In November 2014, TAG and GHJP asked Gilead Sciences to release the data on Sovaldi and Harvoni that was submitted to FDA. They received no response. As a result, in December 2014, TAG and GHJP filed a Freedom of Information (FOIA) request, seeking access to this information from the FDA.
The FDA told the groups that they should not expect to receive a response for 18 to 24 months and have made no guarantee that the data will be released. In response, TAG and GHJP filed suit on 25th June 2015 to enforce their FOIA request and seek prompt disclosure of the clinical trial data.
Researchers at Yale have agreed to help make any data the groups receive available through the YODA Project.
Hepatitis C affects at least 3 million people in the United States and is particularly common among people with HIV.
Amy Kapczynski, a Yale Law School professor and director of GHJP:
“This delay will leave doctors and patients in the dark for too long. Doctors write thousands of prescriptions for these drugs every week, straining budgets of state healthcare programs. Prompt disclosure of this information, which the FDA already collects, will allow doctors and policymakers to make more informed treatment choices with real and immediate consequences for public health and spending.

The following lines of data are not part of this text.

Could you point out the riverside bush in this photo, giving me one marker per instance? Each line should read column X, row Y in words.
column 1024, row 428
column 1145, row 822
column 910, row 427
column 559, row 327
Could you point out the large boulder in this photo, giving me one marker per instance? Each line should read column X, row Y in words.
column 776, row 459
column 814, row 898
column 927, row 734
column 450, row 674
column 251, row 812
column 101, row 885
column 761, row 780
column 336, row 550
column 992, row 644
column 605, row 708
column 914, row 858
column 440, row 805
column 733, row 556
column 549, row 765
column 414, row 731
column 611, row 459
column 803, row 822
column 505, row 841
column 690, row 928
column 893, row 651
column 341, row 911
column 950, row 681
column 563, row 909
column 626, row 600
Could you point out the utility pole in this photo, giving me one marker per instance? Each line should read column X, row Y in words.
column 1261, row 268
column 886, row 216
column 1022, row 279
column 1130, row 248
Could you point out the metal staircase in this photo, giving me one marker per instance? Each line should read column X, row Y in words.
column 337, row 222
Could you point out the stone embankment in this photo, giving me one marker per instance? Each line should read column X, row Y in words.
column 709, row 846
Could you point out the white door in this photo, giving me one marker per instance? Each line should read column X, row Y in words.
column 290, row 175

When the FDA informed us that they would not get to our request for two years, we had no choice but to file a lawsuit to enforce the public’s right of access to this information.”
Karyn Kaplan, TAG’s International Hepatitis/HIV Policy and Advocacy Director:
“This lawsuit is about access and answers. The astronomical price of these drugs requires Medicaid programs and other providers to make hard choices about how to allocate their resources. They are making these decisions now. Crucial policy determinations about who has access to treatment are being made on incomplete information.”

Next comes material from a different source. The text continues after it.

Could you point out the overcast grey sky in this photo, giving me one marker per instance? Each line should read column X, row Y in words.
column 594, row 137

Gregg Gonsalves, co-director of GHJP:
“If this drug is as promising as it appears to be, what does the FDA have to hide? Independent scrutiny will ensure that any unresolved safety and efficacy concerns are brought to light as quickly as possible.”
Dr Doug Bruce, Chief of Medicine at Cornell-Scott Hill Medical Center and Associate Clinical Professor at the Yale School of Medicine:
“It’s good to get drugs on the market quickly for people who need them, but when the approval process is so accelerated, it is especially important that the public has access to raw data to allow independent oversight of the FDA’s safety and efficacy determinations. Raw clinical data allows clinical providers the opportunity to make the best decisions for their patients.”
“The FDA and the companies who conduct the studies make choices throughout the approval process about the design of clinical trials, how to interpret the raw data, and when to extrapolate conclusions about one group of people with specific characteristics based on studies of another, different population. These choices impact the FDA’s decisions about whether to approve drugs, and its recommendations about how they should be used. In order to evaluate the strength of the FDA’s recommendation and decide how to use drugs with real-life populations, it is essential to have independent analysis of the raw clinical trial data.”